Fiedler’s external review committee, empanelled last year by President Brown and Provost Campbell, proposed a number of specific changes, including a strategic reorganization of the college aimed at increasing the visibility of the individual programs while enhancing the level of coordination and cooperation among faculty members.
Established in 1947, BU’s College of Communication offers undergraduate and graduate degree programs in three major areas of study: Film and Television; Journalism; and Mass Communications, Advertising and Public Relations. The school enrolls 2,350 students taught by over 165 faculty members.
“Tom Fiedler is extremely thoughtful, very knowledgeable about the College of Communication, and collegial in his management style,” says Louis Lataif, dean of BU’s School of Management, who led the search committee. “He earned a professional reputation as a world-class journalist, a newsroom leader of impeccable integrity, and a person who leads effectively and steadfastly, not by fiat but by consensus.”
Reflecting on his two years as COM’s dean ad interim, Berkovitz said that the college “continued to refine its curriculum and to strengthen its relationship with its alumni,” which now number nearly 20,000. Berkovitz praises Fiedler as a “consummate professional, a person with strong ties to BU, and someone with a thorough understanding of the role that COM plays at this university.”
After graduating from the U.S. Merchant Marine Academy with a bachelor’s degree in Engineering, Fiedler earned his COM degree, and soon after began reporting for the Miami Herald. He would stay at the newspaper for more than 30 years, serving as an investigative reporter, a political columnist, editorial page editor, and finally, the executive editor from 2001 to 2007, overseeing a staff of nearly 400 journalists. In 1988, he received the Society of Professional Journalists’ top award for his coverage of that year’s presidential election. Three years later, Fiedler’s investigative work was part of a Herald series on a religious cult, which earned a Pulitzer Prize. The Herald‘s entire staff won another Pulitzer in 1993 for the paper’s coverage of Hurricane Andrew.

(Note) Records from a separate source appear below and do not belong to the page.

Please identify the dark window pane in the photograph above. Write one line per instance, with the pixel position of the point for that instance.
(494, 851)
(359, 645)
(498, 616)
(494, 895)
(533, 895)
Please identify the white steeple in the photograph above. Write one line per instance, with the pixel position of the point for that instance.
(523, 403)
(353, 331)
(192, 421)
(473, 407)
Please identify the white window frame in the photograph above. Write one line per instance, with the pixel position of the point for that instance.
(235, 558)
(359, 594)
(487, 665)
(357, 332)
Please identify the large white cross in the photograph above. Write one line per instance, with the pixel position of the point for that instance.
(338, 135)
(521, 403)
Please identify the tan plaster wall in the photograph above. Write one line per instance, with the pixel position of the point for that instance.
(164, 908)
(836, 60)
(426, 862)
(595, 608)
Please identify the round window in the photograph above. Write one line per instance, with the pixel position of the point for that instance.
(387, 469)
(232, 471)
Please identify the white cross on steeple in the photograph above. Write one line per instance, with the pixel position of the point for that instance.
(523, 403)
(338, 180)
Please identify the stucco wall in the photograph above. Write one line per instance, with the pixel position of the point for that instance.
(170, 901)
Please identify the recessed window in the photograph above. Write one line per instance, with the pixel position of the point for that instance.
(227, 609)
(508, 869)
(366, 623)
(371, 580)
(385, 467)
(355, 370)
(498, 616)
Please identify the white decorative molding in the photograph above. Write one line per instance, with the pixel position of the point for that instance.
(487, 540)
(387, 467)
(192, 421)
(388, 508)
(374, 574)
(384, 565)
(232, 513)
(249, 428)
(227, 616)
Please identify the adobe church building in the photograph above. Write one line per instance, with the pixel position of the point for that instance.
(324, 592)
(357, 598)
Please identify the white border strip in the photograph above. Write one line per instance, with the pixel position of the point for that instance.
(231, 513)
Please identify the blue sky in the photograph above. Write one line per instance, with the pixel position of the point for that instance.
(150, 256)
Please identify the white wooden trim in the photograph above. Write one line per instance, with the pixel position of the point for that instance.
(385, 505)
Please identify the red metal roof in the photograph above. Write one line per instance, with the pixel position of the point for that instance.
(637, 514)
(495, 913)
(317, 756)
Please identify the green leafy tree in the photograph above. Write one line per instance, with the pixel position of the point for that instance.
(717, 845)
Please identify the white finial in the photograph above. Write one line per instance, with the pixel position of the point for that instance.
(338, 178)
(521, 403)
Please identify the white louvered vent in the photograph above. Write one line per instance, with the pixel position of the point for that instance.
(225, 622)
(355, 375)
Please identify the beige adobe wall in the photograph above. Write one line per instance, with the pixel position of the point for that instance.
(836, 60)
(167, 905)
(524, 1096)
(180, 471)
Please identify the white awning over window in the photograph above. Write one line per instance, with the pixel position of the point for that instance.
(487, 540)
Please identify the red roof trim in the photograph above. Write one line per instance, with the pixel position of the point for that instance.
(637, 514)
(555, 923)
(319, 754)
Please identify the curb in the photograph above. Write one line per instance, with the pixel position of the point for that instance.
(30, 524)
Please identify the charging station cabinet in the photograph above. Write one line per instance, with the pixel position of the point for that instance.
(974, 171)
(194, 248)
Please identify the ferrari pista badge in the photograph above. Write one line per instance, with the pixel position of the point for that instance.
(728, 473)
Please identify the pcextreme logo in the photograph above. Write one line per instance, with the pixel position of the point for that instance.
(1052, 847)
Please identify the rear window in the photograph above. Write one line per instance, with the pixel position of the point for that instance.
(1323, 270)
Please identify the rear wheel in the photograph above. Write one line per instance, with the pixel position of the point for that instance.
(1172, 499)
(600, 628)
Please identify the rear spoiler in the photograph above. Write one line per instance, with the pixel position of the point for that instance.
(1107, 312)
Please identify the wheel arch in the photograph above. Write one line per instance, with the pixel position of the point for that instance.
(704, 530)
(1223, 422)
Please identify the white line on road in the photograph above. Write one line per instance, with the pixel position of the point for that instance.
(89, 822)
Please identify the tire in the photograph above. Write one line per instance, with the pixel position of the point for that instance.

In 1987, after presidential hopeful Gary Hart challenged journalists who questioned his marital fidelity to “follow me around,” Fiedler and other Herald reporters did so and exposed Hart’s campaign-killing affair with a Miami model. As the newspaper’s executive editor, Fiedler was a stickler for journalism ethics, particularly after reporters working for the Herald’s Spanish-language sister publication, El Nuevo Herald, were caught moonlighting for a US-government-owned, anti-Castro news service in 2006.
Fiedler also pushed his reporters and editors to adopt the Internet as a critical means of news delivery, as opposed to simply serving as an adjunct to the newspaper. He has also embraced new media in his current position as a Visiting Murrow Lecturer and Goldsmith Fellow at Harvard University’s Shorenstein Center on the Press, Politics, and Public Policy, where he investigated the impact of the Web on the presidential primary system and is now teaching a graduate course on the intersection of media, politics and public policy. Additionally, Fiedler is co-director of a project, sponsored by the Carnegie Corporation and the Knight Foundation, exploring the future of journalism education, which concludes next month.
In 2003, he received a COM Distinguished Alumni Award, and in 2005, the college presented him with the Hugo Shong Lifetime Achievement Award in Journalism. He was elected a member of BU’s Board of Overseers in 2006.
“I cannot tell you how thrilled I am about this,” says Fiedler. “It was at COM that I learned the skills that set me off on a career in journalism and gave me the appreciation of what that profession meant.
“The building and the physical space at COM should be truly reflective of the professions the college serves and the technology that is part of communications today,” he said. “I want to make sure that I have access to the best thinking and to make sure that I have some consensus on whatever changes I might suggest.”